The passenger volumn was computed with mutiplying the mean of numbers of passengers aboarding the vehicle with the corresponding number of days. This is because the data was sampled in such a way that the days of a year was defined into different day types, and values in the input contains averaged numbers of passengers in the day type, and how many days are there in the day type, instead of massive individual observation values.

Q2: Utilization Intensity of Zurich’s Public Transportation Infrastructure

We analyze the mobility of passengers with the VBZ system, in the metric of passenger-kilometer (pkm, number of passengers mutiplied by the distance moved), with the intention to compare to other major cities in the world.
Pkm was computed with mutiplying the mean of numbers of passengers onboard with the corresponding number of days and the distance traveled.

You can also use the notebook src/Q1Q2_development_utilization_analysis.md to reproduce the results.

Q3: Spatiotemporal Distribution of Passengers

We analyze the spatiotemporal distribution of passengers in Zurich's public transportation system. You can use the notebook src/Q3_geospatial_analysis.ipynb to reproduce the results.

This script creates maps visualizing the traffic. First, we visualize the connections (between stops) as lines on top of a map of Zurich. The lines are colored according to the vehicle utilization (free seats). Second, we visualize the number of passengers at each stop as heatmaps on top of a map of Zurich. We calculate these statistics for each hour of the day and distingiush between weekdays and weekends. For each case, we calculate one corresponding map. The maps are available as html in the docs/static/maps folder and on our website sagerpascal.github.io/uzh-data-science-project.

Q4: Analysis of the Interplay Between Diverse Factors

We analyze the occupation of Zurich's public transportation regarding the factors weekday versus weekend, and academic calendar (exam session, lecture period).

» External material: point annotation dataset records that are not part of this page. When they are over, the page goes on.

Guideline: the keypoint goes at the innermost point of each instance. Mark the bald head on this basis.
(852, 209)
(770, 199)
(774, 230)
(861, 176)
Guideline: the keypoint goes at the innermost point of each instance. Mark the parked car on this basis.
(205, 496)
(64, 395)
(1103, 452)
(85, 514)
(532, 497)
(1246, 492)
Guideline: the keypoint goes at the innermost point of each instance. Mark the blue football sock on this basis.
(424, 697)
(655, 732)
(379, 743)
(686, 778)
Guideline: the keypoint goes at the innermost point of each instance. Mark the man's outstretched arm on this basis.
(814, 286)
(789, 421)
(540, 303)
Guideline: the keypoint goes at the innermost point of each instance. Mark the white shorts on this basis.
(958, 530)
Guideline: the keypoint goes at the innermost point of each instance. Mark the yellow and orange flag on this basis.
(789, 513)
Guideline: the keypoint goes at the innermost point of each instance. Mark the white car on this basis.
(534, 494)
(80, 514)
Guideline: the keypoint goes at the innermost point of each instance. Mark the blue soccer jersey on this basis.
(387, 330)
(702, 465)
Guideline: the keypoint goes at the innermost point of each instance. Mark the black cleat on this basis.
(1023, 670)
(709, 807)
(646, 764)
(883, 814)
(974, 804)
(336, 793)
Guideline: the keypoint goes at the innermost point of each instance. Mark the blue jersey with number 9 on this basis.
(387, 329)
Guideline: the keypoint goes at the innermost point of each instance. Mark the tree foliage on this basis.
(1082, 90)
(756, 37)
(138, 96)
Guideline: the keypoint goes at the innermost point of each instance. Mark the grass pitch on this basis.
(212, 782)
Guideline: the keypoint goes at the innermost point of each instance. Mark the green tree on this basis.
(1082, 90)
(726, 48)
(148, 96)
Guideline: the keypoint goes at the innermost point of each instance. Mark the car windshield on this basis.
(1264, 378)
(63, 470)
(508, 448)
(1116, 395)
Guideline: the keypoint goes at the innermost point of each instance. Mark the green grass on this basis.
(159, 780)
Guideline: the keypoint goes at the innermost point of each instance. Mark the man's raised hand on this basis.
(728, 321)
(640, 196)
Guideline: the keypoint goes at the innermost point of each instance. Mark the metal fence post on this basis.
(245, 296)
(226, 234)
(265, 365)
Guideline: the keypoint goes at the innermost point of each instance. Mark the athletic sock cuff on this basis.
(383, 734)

Average occupation and boxplots for occupation regarding weekday or weekend, and academic calendar are given. The R code is available here src/Q4_analysis_of_diverse_factors_w_addtionalinfo.Rmd.

Q5: Prediction of Freeseats

We applied different machine leaning methods with the goal to predict seat availability of the VBZ system with different feature variables.

Q5a: Prediction of Occupancy

We applied machine learning models trained with data in the earlier years in order to predict for a given later year. In order to do so, we first prepared the data to keep only relevant feature variables as Time/GPS_Latitude/GPS_Longitude/Weekday-weekend_attribute/Vehicle_type.

The predictor variable is set to Occupancy which is the number of passengers onboard/total number of empty seats for less dependency on vehivle type.
Additionally, information about the maximum capacity of the vehicle, which is reserved for calculating the number of predicted empty seat ((1- Occupany) * Capacity) with minimal possible value = 0.

The training was first attempted with using 2022 dataset as the training set and 2023 dataset as the test set.
Linear regression models and ramdom forest could be successfully trained with grid searching good parameters, though the training of SVR became extremely time consuming. As so we then trimmed the data down to tram only and trained SVR without grid searching parameters, together with dimension reduction with PCA.
There has been also attempts done with 2017 data as the training set and 2019 data as the test set, with and without normalizing on the predictor.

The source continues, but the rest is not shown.